Exposure to Particulate Matter (PM) could function as an adjuvant depending on the city of origin in mice allergic asthma models. Therefore, our aim was to determine whether inhalation of fine particles (PM2.5) from Mexico City could act as an adjuvant inducing allergic sensitization and/or worsening the asthmatic response in guinea pig, as a suitable model of human asthma. Experimental groups were Non-Sensitized (NS group), sensitized with Ovalbumin (OVA) plus Aluminum hydroxide (Al(OH)3) as adjuvant (S + Adj group), and sensitized (OVA) without adjuvant (S group). All the animals were exposed to Filtered Air (FA) or concentrated PM2.5 (5 h/daily/3 days), employing an aerosol concentrator system, PM2.5 composition was characterized. Lung function was evaluated by barometric plethysmography (Penh index). Inflammatory cells present in bronchoalveolar lavage were counted as well as OVA-specific IgG1 and IgE were determined by ELISA assay. Our results showed in sensitized animals without Al(OH)3, that the PM2.5 exposure (609 ± 12.73 μg/m3) acted as an adjuvant, triggering OVA-specific IgG1 and IgE concentration. Penh index increased ∼9-fold after OVA challenge in adjuvant-sensitized animals as well as in S + PM2.5 group (∼6-fold), meanwhile NS + FA and S + FA lacked response. S + Adj + PM2.5 group showed an increase significantly of eosinophils and neutrophils in bronchoalveolar lavage. PM2.5 composition was made up of inorganic elements and Polycyclic Aromatic Hydrocarbons, as well as endotoxins and β-glucan, all these components could act as adjuvant. Our study demonstrated that acute inhalation of PM2.5 acted as an adjuvant, similar to the aluminum hydroxide effect, triggering allergic asthma in a guinea pig model. Furthermore, in sensitized animals with aluminum hydroxide an enhancing influence of PM2.5 exposure was observed as specific-hyperresponsiveness to OVA challenge (quickly response) and eosinophilic and neutrophilic airway inflammation. Fine particles from Mexico City is a complex mix, which play a significant role as adjuvant in allergic asthma.

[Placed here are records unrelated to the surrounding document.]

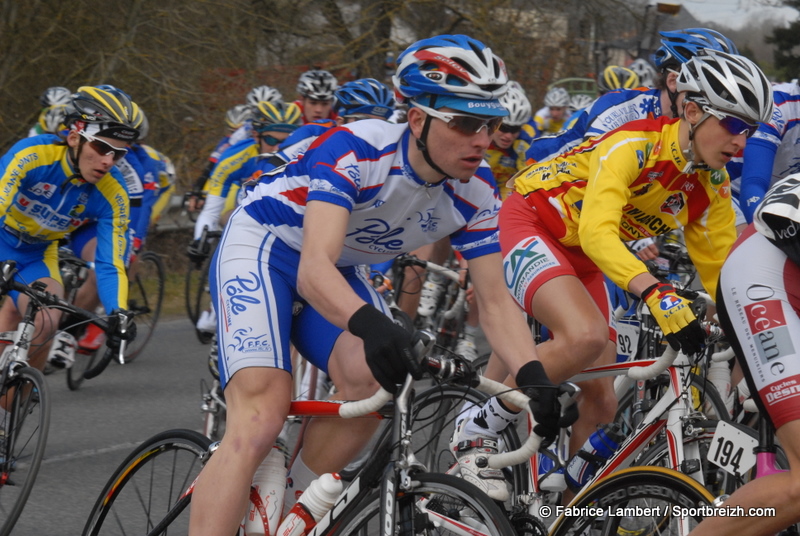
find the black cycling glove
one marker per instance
(388, 347)
(545, 404)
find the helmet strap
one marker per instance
(422, 144)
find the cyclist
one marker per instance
(550, 119)
(362, 193)
(758, 303)
(52, 186)
(615, 77)
(270, 124)
(235, 119)
(772, 153)
(564, 226)
(645, 71)
(52, 100)
(316, 93)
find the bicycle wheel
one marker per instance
(145, 294)
(150, 484)
(637, 501)
(438, 505)
(705, 399)
(24, 430)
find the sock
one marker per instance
(490, 421)
(299, 478)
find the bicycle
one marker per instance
(146, 280)
(391, 490)
(24, 396)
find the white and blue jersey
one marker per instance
(771, 154)
(363, 167)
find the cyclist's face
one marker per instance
(557, 113)
(270, 140)
(457, 154)
(92, 165)
(314, 109)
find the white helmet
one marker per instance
(727, 83)
(263, 94)
(518, 106)
(557, 97)
(645, 71)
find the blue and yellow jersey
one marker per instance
(505, 163)
(41, 200)
(629, 184)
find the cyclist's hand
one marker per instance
(197, 252)
(388, 347)
(545, 401)
(675, 318)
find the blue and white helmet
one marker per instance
(454, 71)
(364, 96)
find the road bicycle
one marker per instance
(196, 290)
(146, 280)
(24, 398)
(392, 494)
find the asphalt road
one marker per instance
(93, 430)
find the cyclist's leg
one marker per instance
(349, 371)
(253, 273)
(36, 263)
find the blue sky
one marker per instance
(735, 13)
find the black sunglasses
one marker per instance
(104, 148)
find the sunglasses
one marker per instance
(508, 129)
(269, 140)
(103, 148)
(733, 124)
(464, 123)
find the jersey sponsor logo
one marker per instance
(43, 189)
(674, 204)
(718, 177)
(781, 390)
(378, 236)
(239, 293)
(246, 343)
(527, 259)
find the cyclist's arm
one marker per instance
(112, 246)
(614, 166)
(501, 320)
(318, 279)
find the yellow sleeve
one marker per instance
(612, 169)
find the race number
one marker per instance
(732, 450)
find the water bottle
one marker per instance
(266, 496)
(312, 505)
(593, 454)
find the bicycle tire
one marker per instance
(717, 481)
(145, 297)
(443, 497)
(25, 428)
(75, 374)
(146, 487)
(657, 488)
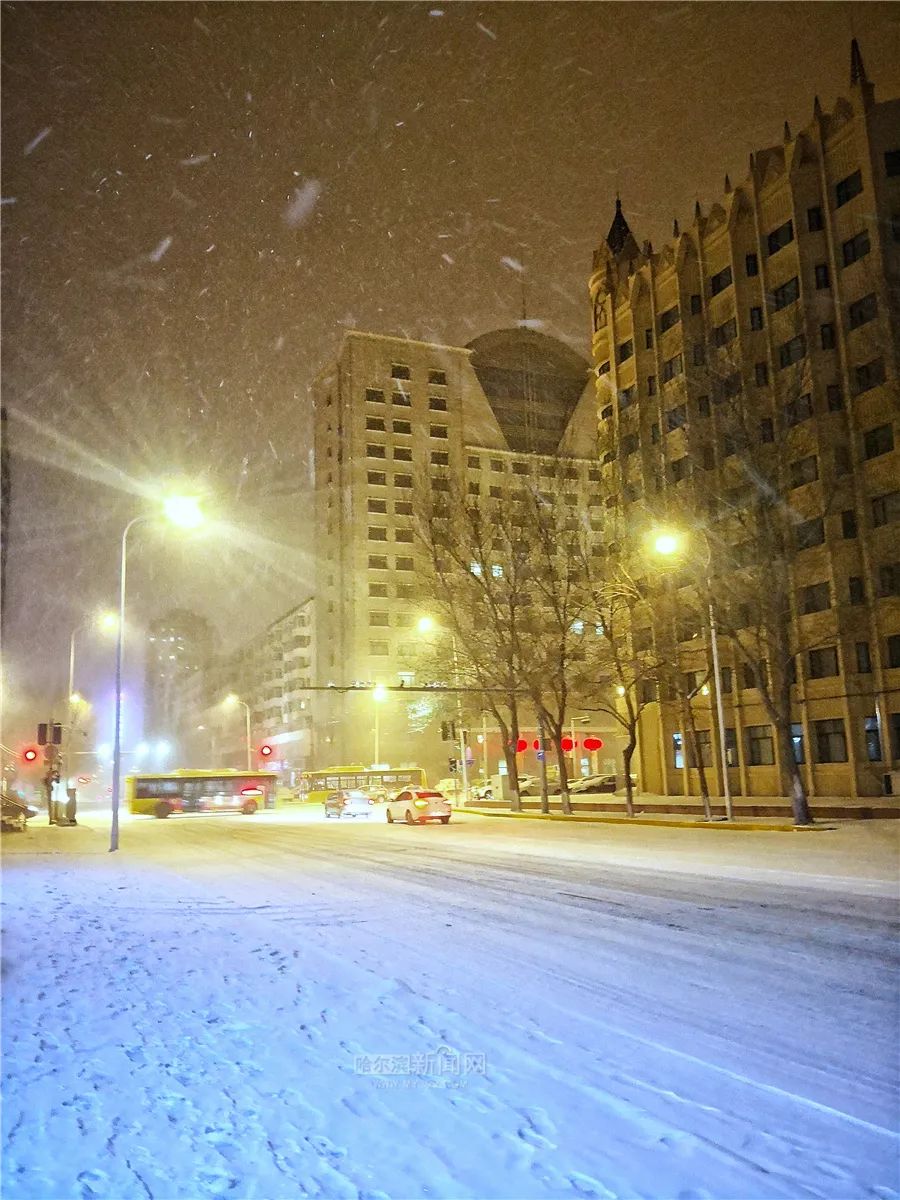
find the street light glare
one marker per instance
(184, 511)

在小鼠过敏性哮喘模型中,根据颗粒物(PM)的来源城市不同,其可能起到佐剂的作用。因此,我们的目的是确定吸入来自墨西哥城的细颗粒物(PM2.5)是否能作为一种佐剂,在豚鼠(一种适合人类哮喘的模型)中诱导过敏性致敏和/或加重哮喘反应。实验分组为未致敏组(NS组)、用卵清蛋白(OVA)加氢氧化铝(Al(OH)3)作为佐剂致敏组(S + 佐剂组)和不用佐剂的致敏组(S组)。所有动物均暴露于过滤空气(FA)或浓缩的PM2.5(每天5小时/共3天),使用气溶胶浓缩系统,对PM2.5的成分进行了表征。通过气压体积描记法(Penh指数)评估肺功能。对支气管肺泡灌洗中的炎性细胞进行计数,并通过酶联免疫吸附测定法(ELISA)测定OVA特异性IgG1和IgE。我们的结果表明,在没有Al(OH)3的致敏动物中,PM2.5暴露(609 ± 12.73 μg/m3)起到了佐剂的作用,引发了OVA特异性IgG1和IgE浓度升高。在佐剂致敏动物以及S + PM2.5组中,OVA激发后Penh指数增加了约9倍(S + PM2.5组约为6倍),而NS + FA组和S + FA组则无反应。S + 佐剂 + PM2.5组支气管肺泡灌洗中的嗜酸性粒细胞和中性粒细胞显著增加。PM2.5的成分由无机元素、多环芳烃以及内毒素和β-葡聚糖组成,所有这些成分都可能起到佐剂的作用。我们的研究表明,急性吸入PM2.5起到了佐剂的作用,类似于氢氧化铝的作用,在豚鼠模型中引发过敏性哮喘。此外,在使用氢氧化铝致敏的动物中,观察到PM2.5暴露对OVA激发的特异性高反应性(快速反应)以及嗜酸性粒细胞和中性粒细胞气道炎症有增强作用。来自墨西哥城的细颗粒物是一种复杂的混合物,在过敏性哮喘中作为佐剂发挥着重要作用。